Choosing a mind-body therapy will depend largely on what you hope to achieve through your more mindful practices. Are you trying to reduce stressor the risk of disease? Do you hope to reduce certain symptoms, or cure a specific disease? Knowing where you’re headed is the first step along any path to wellbeing.
Beginning any new health regime, including a mind-body therapy program, requires you to change your habits, your schedule, and your mind. Here are six steps to starting on and sticking with a mind-body practice:
- Identify what you want to change
- Set a clear and realistic goal for your wellbeing
- Recognize challenges you may face, so you can plan for them
- Create specific, measurable action steps
- Enlist support of friends or family
- Check your progress on your action steps as you move to your goal and adjust as necessary
Picking a Practice for Your Wellbeing
Next, you must decide what is realistic for you to do, based on logistical considerations as well as your disposition. If training or coaching is needed, is the financial burden too much to overcome? Do you believe in the efficacy of the practice? While a certain level of skepticism is healthy, doubt will likely defeat you. don’t begin anything in which you lack faith that it will help you.

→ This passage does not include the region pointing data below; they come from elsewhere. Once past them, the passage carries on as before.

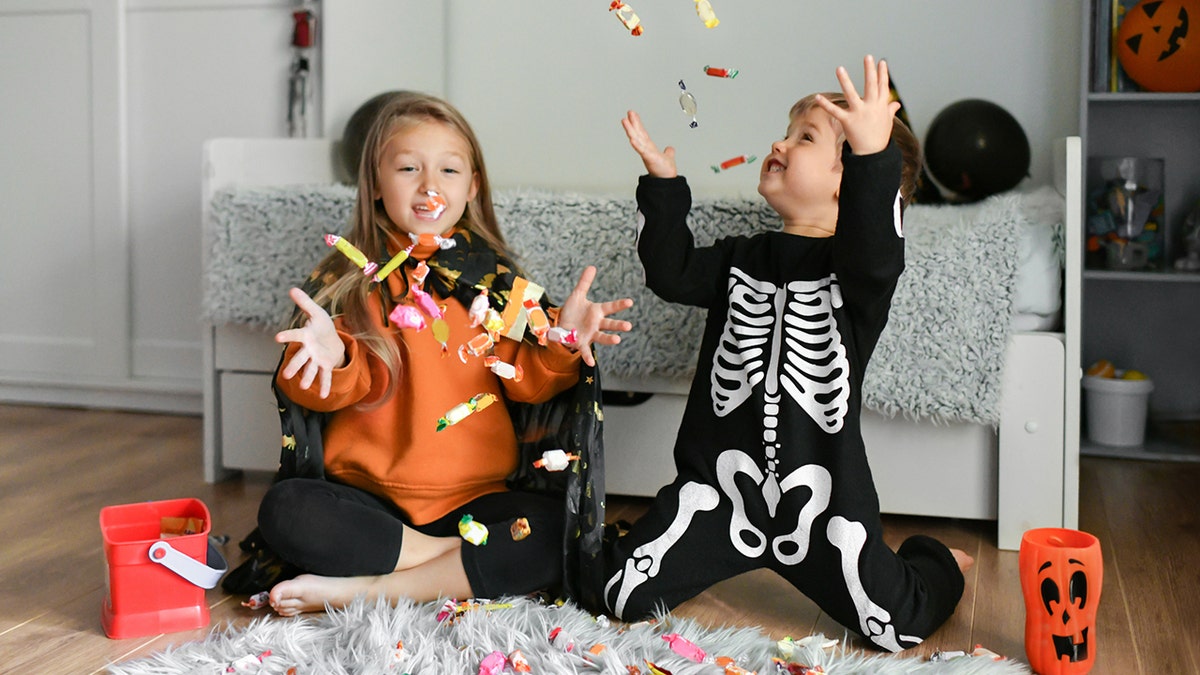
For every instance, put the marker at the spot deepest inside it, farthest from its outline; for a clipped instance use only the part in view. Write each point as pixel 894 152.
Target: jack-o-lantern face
pixel 1065 599
pixel 1158 45
pixel 1061 577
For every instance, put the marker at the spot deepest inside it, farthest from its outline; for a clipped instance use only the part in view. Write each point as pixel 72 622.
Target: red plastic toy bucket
pixel 155 557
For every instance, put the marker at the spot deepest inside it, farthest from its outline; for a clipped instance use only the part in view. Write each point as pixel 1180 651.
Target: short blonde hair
pixel 904 138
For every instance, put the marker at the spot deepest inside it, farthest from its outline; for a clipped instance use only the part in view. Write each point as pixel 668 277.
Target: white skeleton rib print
pixel 783 336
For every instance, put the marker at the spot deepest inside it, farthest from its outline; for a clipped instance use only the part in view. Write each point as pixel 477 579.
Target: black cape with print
pixel 573 422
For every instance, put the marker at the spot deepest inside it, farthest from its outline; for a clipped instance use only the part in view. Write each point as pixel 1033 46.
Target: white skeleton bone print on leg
pixel 647 560
pixel 783 336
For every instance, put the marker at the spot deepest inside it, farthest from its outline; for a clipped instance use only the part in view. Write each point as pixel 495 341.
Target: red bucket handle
pixel 192 569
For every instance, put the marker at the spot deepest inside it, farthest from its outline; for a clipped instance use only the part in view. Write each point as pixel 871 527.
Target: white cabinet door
pixel 64 310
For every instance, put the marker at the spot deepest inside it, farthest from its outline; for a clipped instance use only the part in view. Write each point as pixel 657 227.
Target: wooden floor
pixel 59 467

In addition to meditation, here are three of the most popular and effective mind-body therapies for increased wellbeing:
- Biofeedback – trains patients to observe shifts in their bodily functions by using electronic monitors (i.e., heart rate, respiration, blood pressure, muscular tension, and brain activity). With this focus, patients learn to adapt and modify their mental and emotional responses to alleviate symptoms and regulate specific conditions.
- Imagery – exercises use creative imagination to “picture” scenarios that relax and heal. They can be done on your own, or with a facilitator guiding you, which is called guided imagery. A common relaxation practice is to mentally picture yourself in a pleasant place that puts your mind and body at ease.

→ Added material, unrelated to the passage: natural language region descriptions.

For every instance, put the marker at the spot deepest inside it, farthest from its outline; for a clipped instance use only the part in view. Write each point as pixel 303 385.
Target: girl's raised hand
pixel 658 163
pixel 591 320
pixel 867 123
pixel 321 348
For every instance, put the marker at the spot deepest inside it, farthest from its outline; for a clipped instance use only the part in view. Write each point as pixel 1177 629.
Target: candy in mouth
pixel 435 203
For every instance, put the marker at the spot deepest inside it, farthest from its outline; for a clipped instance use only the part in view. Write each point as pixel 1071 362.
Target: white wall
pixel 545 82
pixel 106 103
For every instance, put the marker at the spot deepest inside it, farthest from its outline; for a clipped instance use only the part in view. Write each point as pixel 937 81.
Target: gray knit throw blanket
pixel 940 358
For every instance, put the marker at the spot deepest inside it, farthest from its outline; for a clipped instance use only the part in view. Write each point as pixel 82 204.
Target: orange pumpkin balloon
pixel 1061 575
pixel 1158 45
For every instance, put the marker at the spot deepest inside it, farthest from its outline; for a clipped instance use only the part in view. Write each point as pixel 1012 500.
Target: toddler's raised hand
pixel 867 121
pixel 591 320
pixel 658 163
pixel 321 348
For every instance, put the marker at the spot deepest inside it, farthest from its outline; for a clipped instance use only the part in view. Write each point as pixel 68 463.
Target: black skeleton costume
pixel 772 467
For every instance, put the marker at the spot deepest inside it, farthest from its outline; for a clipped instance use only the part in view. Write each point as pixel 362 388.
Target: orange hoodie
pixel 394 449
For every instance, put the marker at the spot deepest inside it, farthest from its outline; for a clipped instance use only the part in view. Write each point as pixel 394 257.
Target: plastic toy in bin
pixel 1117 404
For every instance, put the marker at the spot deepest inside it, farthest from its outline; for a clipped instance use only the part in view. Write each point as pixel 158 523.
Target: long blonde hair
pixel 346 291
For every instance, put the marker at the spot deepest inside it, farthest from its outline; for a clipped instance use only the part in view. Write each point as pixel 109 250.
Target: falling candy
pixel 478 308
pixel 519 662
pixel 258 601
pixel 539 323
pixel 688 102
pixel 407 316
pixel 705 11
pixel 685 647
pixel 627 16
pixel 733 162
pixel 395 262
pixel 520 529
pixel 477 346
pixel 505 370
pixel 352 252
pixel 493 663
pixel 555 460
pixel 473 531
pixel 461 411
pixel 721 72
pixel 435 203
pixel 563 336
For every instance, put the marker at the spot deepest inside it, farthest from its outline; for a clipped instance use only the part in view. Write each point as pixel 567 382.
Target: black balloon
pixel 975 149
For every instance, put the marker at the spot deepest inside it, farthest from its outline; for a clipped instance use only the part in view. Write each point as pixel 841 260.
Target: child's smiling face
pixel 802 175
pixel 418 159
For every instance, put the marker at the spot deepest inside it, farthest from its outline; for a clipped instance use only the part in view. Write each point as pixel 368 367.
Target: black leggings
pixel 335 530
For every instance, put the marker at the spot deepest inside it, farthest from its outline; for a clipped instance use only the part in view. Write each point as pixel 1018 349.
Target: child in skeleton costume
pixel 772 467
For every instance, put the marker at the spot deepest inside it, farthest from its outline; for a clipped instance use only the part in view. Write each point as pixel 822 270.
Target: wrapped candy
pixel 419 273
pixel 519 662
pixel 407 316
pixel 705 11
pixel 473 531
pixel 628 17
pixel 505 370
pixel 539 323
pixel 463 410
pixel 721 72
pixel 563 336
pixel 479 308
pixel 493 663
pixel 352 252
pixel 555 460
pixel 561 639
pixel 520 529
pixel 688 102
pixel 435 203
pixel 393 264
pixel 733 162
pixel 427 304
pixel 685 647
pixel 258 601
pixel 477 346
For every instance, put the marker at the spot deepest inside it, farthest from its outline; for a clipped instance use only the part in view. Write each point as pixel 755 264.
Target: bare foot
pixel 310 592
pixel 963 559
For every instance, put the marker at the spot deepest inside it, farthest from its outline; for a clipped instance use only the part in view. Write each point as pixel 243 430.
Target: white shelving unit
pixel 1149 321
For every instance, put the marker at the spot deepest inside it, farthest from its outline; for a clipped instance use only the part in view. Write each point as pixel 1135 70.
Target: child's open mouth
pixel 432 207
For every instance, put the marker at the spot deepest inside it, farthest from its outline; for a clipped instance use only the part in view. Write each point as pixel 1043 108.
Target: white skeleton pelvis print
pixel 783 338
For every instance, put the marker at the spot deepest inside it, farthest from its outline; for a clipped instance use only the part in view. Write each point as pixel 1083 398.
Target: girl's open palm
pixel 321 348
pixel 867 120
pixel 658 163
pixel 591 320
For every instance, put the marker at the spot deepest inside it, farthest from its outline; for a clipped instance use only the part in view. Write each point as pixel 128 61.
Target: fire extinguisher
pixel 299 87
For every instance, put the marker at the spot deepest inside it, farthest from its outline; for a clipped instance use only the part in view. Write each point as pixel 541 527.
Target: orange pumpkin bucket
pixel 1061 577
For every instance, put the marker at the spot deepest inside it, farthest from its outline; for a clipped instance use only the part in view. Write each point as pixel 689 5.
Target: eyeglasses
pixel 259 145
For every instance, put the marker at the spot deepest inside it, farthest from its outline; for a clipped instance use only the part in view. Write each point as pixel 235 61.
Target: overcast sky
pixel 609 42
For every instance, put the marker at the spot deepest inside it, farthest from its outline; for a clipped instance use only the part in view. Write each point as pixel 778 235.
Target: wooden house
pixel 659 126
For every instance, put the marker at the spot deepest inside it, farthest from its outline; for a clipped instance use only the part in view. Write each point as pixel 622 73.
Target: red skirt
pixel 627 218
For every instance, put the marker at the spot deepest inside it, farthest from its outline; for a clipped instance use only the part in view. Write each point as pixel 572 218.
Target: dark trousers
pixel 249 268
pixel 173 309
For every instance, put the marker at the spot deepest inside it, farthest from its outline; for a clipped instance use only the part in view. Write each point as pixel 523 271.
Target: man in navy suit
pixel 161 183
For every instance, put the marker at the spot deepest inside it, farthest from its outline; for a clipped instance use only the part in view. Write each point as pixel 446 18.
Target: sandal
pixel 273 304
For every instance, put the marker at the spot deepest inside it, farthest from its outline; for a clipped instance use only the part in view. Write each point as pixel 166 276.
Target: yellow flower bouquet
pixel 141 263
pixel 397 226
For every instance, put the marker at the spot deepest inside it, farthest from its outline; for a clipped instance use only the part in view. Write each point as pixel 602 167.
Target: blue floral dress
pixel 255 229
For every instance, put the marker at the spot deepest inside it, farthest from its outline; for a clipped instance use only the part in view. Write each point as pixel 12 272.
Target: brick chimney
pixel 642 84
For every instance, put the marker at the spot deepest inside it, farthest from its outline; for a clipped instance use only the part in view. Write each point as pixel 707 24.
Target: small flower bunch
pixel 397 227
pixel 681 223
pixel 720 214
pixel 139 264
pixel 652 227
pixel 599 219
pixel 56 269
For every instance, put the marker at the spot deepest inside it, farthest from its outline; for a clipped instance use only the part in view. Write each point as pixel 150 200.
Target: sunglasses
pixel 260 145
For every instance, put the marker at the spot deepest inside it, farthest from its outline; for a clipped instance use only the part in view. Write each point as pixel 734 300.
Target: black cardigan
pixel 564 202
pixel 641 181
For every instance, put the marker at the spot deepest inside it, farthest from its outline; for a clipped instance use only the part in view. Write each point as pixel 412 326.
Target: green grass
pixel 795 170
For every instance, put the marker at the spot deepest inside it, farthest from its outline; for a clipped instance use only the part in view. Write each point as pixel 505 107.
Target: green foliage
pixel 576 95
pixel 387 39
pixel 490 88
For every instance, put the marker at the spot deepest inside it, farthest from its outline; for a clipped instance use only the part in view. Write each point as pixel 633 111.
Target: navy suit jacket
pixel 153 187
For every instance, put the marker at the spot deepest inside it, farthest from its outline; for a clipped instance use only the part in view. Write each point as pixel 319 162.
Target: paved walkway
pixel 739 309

- Breathwork – One way to master stress is to be aware of your breathing. When people feel panicked or unconsciously stressed, they tend to take short, shallow gasps of air. The resulting lack of oxygen restricts blood flow and causes muscles to tense. Full, deep breathing is an effective way to reduce tension, feel relaxed, and reduce stress. (University of Minnesota, Center for Spirituality and Healing)
Added to this list is the Orthopedic Manual Therapy and Christy’s Body Whisperer Technique, which combines the science of Craniosacral Therapy (nervous system) and Visceral Mobilization (organ movement), used at Christy Sanger Therapies.
Choosing the practice that works best for you may require quite a bit of trial and error. There is no “One-size-fits-all” solution. Be patient and seek professional advice, either from your primary physician or a mind-body specialist in your area.